Diplomatie française: sourds, aveugles et muets?
Après la fronde des juges et des policiers, voici que les diplomates s'en prennent au pouvoir politique. Signe d'une crise passagère ou profonde impasse idéologique?
Trois tribunes en une semaine. Trois textes d’une singulière et rare violence, dans un milieu habitué à plus de réserve et de doigté. Trois libelles rédigés et signés par de hauts fonctionnaires dont le travail quotidien est de nous représenter. Dans l’ordre, si vous les avez raté :
1. Mardi, dans Le Monde, un mystérieux groupe Marly attaque la « voix de la France » désormais « disparue », exécution en règle de la politique sarkozyenne:
A l’encontre des annonces claironnées depuis trois ans, l’Europe est impuissante, l’Afrique nous échappe, la Méditerranée nous boude, la Chine nous a domptés et Washington nous ignore ! Dans le même temps, nos avions Rafale et notre industrie nucléaire, loin des triomphes annoncés, restent sur l’étagère. Plus grave, la voix de la France a disparu dans le monde. Notre suivisme à l’égard des Etats-Unis déroute beaucoup de nos partenaires.

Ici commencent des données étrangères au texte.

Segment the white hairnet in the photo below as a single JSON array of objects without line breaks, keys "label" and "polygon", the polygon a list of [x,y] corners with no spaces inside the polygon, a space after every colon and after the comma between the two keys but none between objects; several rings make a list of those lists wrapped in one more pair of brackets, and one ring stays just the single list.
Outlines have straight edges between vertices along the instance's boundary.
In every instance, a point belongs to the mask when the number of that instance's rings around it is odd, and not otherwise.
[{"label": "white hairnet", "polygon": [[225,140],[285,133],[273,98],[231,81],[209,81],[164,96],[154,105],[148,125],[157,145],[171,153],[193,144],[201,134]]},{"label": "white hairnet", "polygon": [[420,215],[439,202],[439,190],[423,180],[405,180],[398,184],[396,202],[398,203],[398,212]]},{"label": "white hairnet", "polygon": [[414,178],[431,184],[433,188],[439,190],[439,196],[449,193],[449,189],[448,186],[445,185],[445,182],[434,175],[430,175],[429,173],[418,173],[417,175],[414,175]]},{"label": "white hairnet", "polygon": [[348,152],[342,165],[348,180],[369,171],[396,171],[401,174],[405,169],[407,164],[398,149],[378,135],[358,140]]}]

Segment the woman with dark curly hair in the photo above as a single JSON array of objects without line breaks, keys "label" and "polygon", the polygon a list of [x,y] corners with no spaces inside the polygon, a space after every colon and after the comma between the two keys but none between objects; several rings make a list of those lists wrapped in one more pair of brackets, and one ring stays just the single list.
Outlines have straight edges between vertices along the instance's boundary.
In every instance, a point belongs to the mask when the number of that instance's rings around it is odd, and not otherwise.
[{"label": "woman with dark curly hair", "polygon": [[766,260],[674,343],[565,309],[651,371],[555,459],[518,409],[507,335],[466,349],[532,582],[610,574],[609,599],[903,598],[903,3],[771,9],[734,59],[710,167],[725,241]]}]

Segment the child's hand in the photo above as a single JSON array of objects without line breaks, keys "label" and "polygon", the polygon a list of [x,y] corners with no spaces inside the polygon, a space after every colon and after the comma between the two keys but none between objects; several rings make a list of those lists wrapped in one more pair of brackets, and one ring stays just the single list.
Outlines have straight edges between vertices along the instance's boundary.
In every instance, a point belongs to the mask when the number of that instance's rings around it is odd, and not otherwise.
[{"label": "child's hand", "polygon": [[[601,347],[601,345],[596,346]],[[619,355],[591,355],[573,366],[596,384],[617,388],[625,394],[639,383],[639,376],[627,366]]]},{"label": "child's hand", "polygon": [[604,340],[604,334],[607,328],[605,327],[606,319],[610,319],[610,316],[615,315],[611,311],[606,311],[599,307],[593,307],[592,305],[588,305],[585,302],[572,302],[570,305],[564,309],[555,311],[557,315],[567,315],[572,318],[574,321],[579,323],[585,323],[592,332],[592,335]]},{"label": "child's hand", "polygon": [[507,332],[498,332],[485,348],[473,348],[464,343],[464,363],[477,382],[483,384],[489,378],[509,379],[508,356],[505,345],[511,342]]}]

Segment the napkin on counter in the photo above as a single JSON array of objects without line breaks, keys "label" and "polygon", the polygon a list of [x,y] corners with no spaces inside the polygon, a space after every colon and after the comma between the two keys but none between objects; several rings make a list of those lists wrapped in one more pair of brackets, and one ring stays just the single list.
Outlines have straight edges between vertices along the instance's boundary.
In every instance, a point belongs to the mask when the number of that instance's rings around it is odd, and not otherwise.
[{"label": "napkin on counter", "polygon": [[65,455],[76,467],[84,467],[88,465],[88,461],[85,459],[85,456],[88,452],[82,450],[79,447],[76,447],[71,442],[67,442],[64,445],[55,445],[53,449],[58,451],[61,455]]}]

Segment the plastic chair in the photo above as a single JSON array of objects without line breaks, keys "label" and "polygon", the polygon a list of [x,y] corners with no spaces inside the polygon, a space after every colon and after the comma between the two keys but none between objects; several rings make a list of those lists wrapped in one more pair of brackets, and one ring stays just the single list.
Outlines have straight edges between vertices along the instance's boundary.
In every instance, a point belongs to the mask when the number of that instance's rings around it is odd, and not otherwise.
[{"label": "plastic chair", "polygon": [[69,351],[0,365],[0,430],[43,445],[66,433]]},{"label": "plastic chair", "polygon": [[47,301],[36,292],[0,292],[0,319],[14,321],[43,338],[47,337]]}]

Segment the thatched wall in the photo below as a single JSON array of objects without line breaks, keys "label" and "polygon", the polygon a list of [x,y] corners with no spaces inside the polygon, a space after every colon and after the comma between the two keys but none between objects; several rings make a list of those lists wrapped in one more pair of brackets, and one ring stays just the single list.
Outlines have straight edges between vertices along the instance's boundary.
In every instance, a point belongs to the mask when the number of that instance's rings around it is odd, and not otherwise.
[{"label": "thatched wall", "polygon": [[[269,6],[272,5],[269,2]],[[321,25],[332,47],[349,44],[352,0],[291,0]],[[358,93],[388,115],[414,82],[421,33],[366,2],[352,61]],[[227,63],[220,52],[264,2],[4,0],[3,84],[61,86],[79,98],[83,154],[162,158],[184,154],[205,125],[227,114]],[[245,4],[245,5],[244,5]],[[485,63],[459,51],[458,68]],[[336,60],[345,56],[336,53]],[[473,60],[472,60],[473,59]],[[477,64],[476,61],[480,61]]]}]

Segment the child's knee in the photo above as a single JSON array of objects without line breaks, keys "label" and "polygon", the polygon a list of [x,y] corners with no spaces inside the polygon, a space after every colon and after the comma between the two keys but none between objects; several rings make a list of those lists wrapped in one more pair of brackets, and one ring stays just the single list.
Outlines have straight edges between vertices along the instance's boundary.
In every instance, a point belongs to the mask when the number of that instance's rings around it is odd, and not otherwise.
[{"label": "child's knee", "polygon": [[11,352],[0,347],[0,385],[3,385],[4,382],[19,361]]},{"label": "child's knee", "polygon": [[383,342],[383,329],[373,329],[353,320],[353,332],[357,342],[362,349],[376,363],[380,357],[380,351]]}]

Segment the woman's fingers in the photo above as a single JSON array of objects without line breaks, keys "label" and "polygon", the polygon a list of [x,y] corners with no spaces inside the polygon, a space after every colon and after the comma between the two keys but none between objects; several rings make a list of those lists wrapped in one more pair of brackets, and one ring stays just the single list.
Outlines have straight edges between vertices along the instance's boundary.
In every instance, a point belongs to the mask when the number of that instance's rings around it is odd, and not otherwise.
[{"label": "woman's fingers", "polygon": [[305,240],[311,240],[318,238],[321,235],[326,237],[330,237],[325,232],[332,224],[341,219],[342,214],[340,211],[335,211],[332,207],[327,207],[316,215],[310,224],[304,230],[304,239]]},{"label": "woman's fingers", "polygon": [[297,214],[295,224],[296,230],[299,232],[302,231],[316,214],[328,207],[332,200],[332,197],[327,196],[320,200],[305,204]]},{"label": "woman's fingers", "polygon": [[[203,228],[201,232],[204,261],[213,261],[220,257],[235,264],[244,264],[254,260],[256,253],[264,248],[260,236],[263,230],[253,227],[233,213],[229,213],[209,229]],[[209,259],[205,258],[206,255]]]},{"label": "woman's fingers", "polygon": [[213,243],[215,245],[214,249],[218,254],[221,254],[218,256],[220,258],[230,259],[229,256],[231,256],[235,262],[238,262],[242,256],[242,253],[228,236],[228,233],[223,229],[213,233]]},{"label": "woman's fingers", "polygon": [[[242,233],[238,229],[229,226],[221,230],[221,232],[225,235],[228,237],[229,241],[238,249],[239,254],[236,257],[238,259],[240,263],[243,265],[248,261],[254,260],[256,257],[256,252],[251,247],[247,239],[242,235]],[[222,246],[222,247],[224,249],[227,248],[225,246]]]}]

2. Jeudi, dans le Figaro, réplique d’un non moins mystérieux groupe Rostand qui fustige une « petite camarilla de frustrés » et défend les acquis de la « politique d’action » menée par le président:
Le traité de Lisbonne, la présidence française de l’Union européenne, les accords de défense avec l’Angleterre, la Géorgie sauvée de l’invasion et préservée dans son indépendance, les partenariats stratégiques avec l’Inde et le Brésil, les fondations d’un vaste espace commun avec la Russie, en Afrique la réconciliation avec le Rwanda, la refonte de nos accords de défense et le soutien déterminé à la démocratie ivoirienne, la fermeté lucide face à l’Iran, les initiatives à l’ONU sur le contrôle des armes ou les droits des homosexuels, pour ne citer que ceux-là.
3. Enfin, dimanche, dans Libération, l’énigmatique groupe Albert Camus livre une dernière salve, quelques heures avant l’annonce officielle du départ de Michèle Alliot-Marie du Quai d’Orsay, en tirant les leçons du naufrage arabe de la diplomatie française:
Nous constatons une nouvelle fois que notre pays, malgré ses références mécaniques aux droits de l’homme, éprouve les plus grandes difficultés à intégrer dans sa politique étrangère la défense de la démocratie, le soutien aux dissidents et à la transformation des régimes. Il semble paralysé par la peur du changement, obsédé par la volonté de maintenir le statu quo, la stabilité.
Sous-titrage : les premiers, proches du Parti socialiste, tirent à boulets rouges sur Nicolas Sarkozy. Les seconds, reprenant des éléments de langage entendus à l’Elysée, le défendent. Les derniers, se faisant l’écho des arguments d’un Dominique de Villepin, tentent une audacieuse passe-sautée pour préparer l’avenir. Avec la droite ou avec la gauche.
La diplomatie a perdu 20% de ses moyens en 25 ans
Au-delà des divergences de points de vue, ces trois interventions publiques ont ceci de particulier qu’elles dessinent précisément les forces et faiblesses de notre système actuel :
- Hypercentralisation de la décision politique à l’Elysée au détriment de l’action de la diplomatie (ministre + administration)
- Primauté à l’action de court terme sur les engagements à long terme
- Absence de vision stratégique au profit d’alliances tactiques de circonstances
- Pas de vraies différences droite/gauche sur les options à suivre en matière de politique étrangère (cf. crise tunisienne et suivantes)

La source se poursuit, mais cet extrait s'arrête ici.